Adaptive DML

Adaptive DML for binary-treatment ATE estimation.

Adaptive DML estimates the binary-treatment ATE by learning a treatment-effect summary, calibrating that one-dimensional score with isotonic regression, and debiasing within the induced working model.

  • Binary treatment only
  • ATE estimated through a scalar CATE summary
  • Isotonic calibration internally

What

Target and estimator

The target on this page is the binary-treatment ATE. calibrated_rlearner is the main adaptive mode: it uses the estimated CATE, meaning how treatment effects vary across units, as a scalar summary of effect heterogeneity and targets the ATE through the induced one-dimensional working model.

Target

Average treatment effect

The target parameter on this page is the ATE, not a general collection of adaptive estimands.

Working summary

Estimated CATE as a scalar reduction

The estimated CATE compresses the effect model to one dimension before calibration and debiasing.

Primary mode

calibrated_rlearner

This is the main adaptive path documented on this page.

How

Estimation steps

In the main documented path, a partially linear R-learner setup separates baseline outcome prediction from treatment-effect learning, then calibrates and debiases the learned effect summary.

Step 1

Fit nuisances and a preliminary CATE

Estimate the outcome and treatment-assignment functions, then fit a preliminary CATE.

Step 2

Calibrate along the estimated CATE

Use the estimated CATE as a one-dimensional summary and calibrate along that summary.

Step 3

Debias and average to the ATE

Debias in the adaptive working model and average to estimate the ATE.

Why

Overlap reduction

The key difference across estimators is how much inverse-overlap variation they allow. Fully nonparametric estimators vary with all of W, constant-effect partially linear models collapse to one regime, and the adaptive estimator varies only along the learned one-dimensional CATE summary.

Here, \( \pi(W) = \Pr(A=1 \mid W) \) is the propensity score and \( \tau(W) = \mathbb{E}[Y(1)-Y(0) \mid W] \) is the CATE.

Smaller effective overlap weights generally mean a more stable, lower-variance ATE estimator.

Fully nonparametric AIPW

Most flexible, strongest overlap demands

\[ \frac{1}{\pi(W)(1-\pi(W))} \]

This route allows rich heterogeneity but typically needs the most overlap and can have the highest variance.

Constant-effect PLM

Most structured, least overlap-sensitive

\[ \frac{1}{\mathbb{E}[\pi(W)(1-\pi(W))]} \]

This can work with much less overlap, but it can be biased if the constant-effect model is wrong.

Learned CATE model

Middle ground

\[ \frac{1}{\mathbb{E}[\pi(W)(1-\pi(W)) \mid \tau(W)]} \]

Adaptive DML uses the estimated CATE as a scalar reduction, so it is more structured than the nonparametric route while remaining more flexible than a constant-effect model.

The adaptive estimator reduces the relevant overlap problem from the full covariate space to variation along the learned CATE summary. When that summary captures the treatment-effect structure well, this can substantially reduce variance.
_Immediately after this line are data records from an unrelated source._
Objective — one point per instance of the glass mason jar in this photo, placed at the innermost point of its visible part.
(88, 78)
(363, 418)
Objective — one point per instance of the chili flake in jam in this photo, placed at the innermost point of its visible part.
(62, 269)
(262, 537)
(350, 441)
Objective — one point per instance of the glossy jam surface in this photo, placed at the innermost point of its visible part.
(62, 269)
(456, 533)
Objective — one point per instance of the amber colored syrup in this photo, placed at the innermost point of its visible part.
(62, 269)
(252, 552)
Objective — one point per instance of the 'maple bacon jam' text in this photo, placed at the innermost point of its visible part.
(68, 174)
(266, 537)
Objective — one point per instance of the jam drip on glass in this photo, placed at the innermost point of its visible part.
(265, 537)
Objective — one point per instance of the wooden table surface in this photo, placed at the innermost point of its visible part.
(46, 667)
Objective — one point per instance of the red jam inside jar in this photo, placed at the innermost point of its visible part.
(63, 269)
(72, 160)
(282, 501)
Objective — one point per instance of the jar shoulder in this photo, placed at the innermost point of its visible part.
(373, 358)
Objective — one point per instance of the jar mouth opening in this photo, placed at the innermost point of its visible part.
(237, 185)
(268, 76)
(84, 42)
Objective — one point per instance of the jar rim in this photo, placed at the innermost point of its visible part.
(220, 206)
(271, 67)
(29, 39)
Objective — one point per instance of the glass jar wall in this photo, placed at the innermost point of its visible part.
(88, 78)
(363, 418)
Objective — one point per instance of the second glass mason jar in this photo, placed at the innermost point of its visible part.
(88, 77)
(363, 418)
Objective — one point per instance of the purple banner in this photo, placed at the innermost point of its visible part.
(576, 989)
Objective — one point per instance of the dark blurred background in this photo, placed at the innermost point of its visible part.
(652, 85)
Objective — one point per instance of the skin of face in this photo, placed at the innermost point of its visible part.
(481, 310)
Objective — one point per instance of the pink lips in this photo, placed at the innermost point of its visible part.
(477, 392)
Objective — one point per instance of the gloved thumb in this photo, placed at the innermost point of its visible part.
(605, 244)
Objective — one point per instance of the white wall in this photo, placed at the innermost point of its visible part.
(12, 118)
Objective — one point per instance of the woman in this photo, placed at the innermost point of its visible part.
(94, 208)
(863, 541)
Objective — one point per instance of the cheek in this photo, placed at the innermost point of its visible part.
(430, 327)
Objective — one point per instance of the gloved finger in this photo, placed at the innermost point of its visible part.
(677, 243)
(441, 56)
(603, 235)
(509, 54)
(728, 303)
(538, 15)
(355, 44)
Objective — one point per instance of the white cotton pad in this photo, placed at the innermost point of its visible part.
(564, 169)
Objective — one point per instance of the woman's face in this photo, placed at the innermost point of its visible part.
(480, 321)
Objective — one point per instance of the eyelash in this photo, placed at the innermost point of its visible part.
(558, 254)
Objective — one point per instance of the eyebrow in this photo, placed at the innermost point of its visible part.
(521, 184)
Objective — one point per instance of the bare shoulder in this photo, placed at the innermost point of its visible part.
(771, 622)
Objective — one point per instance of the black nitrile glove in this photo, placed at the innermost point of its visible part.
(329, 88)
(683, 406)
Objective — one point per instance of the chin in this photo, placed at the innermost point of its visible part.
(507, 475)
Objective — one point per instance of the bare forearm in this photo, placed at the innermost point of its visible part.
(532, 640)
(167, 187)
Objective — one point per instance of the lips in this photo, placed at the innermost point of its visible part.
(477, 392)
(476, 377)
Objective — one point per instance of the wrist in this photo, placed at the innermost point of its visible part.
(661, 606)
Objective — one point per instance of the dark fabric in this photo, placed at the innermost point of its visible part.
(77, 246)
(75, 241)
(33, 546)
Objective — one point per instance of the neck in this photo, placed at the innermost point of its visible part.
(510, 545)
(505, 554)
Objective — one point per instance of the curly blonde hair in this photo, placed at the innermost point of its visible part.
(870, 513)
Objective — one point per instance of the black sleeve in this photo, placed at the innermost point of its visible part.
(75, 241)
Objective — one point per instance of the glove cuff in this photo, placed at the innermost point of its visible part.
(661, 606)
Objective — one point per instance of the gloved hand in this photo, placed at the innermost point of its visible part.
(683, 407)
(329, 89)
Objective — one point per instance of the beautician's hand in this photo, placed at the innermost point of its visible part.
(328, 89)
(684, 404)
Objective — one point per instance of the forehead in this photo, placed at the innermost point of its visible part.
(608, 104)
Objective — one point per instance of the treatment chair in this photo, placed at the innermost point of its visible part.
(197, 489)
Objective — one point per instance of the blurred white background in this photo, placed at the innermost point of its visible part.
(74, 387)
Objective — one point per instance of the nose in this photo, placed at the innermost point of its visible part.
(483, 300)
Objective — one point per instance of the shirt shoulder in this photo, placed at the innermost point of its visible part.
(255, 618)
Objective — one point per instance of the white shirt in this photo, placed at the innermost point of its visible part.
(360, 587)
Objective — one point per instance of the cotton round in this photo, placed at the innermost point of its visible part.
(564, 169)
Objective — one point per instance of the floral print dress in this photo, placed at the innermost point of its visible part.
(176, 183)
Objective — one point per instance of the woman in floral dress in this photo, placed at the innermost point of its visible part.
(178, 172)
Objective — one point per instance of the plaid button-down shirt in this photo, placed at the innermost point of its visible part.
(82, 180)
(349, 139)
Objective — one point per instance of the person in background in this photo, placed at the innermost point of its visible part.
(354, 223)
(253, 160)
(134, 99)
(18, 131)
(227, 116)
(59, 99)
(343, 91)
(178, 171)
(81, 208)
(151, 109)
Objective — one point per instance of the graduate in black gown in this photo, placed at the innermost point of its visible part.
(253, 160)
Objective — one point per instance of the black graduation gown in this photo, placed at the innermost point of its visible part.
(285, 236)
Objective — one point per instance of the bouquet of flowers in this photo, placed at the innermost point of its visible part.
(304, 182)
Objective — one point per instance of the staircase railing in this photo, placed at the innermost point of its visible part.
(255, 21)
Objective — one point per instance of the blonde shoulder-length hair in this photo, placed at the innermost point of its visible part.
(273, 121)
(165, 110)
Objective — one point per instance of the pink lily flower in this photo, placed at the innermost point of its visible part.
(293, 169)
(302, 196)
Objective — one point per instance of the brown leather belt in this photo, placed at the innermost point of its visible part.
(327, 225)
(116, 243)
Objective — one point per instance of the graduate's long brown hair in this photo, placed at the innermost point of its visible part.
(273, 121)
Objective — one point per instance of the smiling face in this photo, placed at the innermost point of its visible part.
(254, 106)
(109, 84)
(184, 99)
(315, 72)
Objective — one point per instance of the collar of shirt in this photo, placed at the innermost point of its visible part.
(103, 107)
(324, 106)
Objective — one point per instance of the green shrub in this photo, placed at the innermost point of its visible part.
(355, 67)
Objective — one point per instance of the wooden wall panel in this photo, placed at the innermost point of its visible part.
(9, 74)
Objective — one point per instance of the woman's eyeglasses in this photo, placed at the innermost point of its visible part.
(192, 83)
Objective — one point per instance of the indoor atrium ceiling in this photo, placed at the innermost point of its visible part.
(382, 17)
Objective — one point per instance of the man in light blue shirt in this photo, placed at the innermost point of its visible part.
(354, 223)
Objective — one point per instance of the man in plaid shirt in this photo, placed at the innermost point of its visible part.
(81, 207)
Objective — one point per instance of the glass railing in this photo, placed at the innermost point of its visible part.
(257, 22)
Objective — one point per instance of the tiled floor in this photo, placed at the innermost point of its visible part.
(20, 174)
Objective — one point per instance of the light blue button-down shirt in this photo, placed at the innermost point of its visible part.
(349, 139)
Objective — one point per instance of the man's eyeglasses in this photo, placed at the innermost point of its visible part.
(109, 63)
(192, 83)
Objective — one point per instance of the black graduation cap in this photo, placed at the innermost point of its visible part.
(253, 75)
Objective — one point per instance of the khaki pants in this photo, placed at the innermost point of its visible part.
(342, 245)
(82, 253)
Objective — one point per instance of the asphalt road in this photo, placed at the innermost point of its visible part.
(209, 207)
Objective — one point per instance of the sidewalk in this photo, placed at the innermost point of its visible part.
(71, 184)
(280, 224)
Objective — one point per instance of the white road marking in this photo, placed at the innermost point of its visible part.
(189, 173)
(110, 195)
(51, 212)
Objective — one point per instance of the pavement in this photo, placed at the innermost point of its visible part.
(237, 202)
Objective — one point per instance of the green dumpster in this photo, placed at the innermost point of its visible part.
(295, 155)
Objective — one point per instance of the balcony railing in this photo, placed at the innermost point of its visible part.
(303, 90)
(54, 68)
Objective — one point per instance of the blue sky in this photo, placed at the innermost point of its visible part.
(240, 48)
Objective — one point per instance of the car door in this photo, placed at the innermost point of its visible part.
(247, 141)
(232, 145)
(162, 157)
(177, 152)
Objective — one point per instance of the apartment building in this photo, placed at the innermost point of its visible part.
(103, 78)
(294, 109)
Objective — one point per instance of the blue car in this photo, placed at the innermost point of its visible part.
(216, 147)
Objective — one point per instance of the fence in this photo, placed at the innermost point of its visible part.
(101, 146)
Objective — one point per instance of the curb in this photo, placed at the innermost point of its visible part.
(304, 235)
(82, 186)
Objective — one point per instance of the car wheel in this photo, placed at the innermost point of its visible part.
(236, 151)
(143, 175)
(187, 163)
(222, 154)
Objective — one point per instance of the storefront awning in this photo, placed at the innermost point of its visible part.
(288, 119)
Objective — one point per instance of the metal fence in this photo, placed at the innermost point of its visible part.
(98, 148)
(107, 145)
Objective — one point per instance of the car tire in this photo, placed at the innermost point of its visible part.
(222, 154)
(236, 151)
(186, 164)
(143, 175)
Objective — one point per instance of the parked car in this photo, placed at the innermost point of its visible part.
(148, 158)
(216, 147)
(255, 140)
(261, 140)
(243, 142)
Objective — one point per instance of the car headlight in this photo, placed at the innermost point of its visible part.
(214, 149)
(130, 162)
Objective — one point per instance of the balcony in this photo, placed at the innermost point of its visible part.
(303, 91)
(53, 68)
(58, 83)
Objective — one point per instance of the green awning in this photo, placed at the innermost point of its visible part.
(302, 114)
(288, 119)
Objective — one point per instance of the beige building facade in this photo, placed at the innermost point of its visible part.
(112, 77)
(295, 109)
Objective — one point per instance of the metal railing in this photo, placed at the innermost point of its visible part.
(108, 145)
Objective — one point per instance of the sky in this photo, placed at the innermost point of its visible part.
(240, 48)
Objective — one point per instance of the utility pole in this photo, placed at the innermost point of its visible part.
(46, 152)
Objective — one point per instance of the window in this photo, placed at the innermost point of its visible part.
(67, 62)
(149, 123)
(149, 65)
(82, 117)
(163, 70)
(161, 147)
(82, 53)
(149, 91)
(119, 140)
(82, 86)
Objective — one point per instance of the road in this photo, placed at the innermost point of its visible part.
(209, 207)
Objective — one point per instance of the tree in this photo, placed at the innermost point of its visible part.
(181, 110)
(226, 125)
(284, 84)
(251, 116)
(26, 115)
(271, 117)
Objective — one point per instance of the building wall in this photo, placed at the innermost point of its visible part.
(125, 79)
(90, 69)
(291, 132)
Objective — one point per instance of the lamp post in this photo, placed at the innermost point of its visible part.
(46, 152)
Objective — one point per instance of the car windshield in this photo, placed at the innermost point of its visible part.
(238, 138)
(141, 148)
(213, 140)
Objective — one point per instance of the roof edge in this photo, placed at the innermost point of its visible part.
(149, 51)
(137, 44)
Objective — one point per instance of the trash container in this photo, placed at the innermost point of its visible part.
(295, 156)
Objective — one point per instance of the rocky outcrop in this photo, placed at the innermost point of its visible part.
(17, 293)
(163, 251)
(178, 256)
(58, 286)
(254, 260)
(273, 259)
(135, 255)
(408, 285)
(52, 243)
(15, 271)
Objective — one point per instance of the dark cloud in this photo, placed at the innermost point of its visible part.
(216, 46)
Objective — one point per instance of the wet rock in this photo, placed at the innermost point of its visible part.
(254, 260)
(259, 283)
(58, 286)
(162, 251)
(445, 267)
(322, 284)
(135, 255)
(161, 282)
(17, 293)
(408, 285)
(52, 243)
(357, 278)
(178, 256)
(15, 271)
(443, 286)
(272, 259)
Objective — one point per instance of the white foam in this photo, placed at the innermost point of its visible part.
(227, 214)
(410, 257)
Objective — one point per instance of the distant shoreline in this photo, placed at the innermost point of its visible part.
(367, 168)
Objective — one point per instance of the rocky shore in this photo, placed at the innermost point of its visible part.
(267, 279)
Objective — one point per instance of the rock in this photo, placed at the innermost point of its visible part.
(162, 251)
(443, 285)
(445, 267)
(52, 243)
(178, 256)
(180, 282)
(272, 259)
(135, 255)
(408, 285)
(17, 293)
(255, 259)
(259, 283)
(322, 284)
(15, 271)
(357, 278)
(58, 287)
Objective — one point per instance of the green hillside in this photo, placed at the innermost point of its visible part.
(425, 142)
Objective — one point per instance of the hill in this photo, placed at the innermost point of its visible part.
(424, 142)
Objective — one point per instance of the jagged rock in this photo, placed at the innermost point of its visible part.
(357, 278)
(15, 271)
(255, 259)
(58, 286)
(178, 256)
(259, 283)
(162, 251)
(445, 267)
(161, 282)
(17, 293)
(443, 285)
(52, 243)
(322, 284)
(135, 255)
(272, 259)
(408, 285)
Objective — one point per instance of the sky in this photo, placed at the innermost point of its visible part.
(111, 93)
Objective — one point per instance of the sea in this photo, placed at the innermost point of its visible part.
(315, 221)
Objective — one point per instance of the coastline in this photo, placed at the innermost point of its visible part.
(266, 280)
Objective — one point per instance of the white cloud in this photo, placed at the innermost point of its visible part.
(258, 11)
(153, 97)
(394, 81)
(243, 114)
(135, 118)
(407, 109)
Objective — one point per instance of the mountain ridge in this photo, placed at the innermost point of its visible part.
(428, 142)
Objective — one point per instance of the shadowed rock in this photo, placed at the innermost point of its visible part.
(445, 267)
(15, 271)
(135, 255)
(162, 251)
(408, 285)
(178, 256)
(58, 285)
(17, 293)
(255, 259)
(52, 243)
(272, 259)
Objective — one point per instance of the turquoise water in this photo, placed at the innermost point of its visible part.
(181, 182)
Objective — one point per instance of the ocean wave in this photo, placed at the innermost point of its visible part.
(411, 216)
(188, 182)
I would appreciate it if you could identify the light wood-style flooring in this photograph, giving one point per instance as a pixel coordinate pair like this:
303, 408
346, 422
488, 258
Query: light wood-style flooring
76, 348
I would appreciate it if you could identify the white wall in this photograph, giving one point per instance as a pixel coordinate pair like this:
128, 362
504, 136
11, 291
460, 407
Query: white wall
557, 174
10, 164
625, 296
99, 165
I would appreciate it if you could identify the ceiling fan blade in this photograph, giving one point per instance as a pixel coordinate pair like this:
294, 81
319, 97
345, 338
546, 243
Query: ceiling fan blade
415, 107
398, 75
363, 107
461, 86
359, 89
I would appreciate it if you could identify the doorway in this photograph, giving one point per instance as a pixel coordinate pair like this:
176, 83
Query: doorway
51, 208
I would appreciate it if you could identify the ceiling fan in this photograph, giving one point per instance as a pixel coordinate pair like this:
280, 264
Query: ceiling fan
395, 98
In favorable cases, this yields the super-efficiency phenomenon studied in the paper: lower variance than the fully nonparametric estimator at those truths.

When

When it can help

Adaptive DML is mainly worth considering when overlap is too weak for reliable or precise fully nonparametric inference and the CATE may be close to constant or well-approximated by a simpler one-dimensional effect structure.

Weak overlap is the main use case

This page is most relevant when the fully nonparametric route is unstable because inverse-overlap weights are too variable.

Constant-effect models are nested inside it

Constant-effect models are contained in the adaptive working model, so the estimator adapts naturally when the CATE is close to constant.

Inference theory is model-based

Inference is based on the adaptive working model. The theory treats the learned reduction as approximating an oracle model built from the true CATE-based reduction; see the paper for the formal conditions.

Modes

Modes

The package exposes two adaptive modes for binary-treatment ATE estimation.

Primary mode

calibrated_rlearner

Uses the estimated CATE as the adaptive one-dimensional summary for calibration and debiasing.

Alternative mode

plugin

Uses the outcome regression as the adaptive summary instead.

Python

AdaptiveCalibratedDML

Set mode="calibrated_rlearner".

R

adaptive_calibrated_dml()

Set mode = "calibrated_rlearner".

References

References

Key references for the adaptive estimator.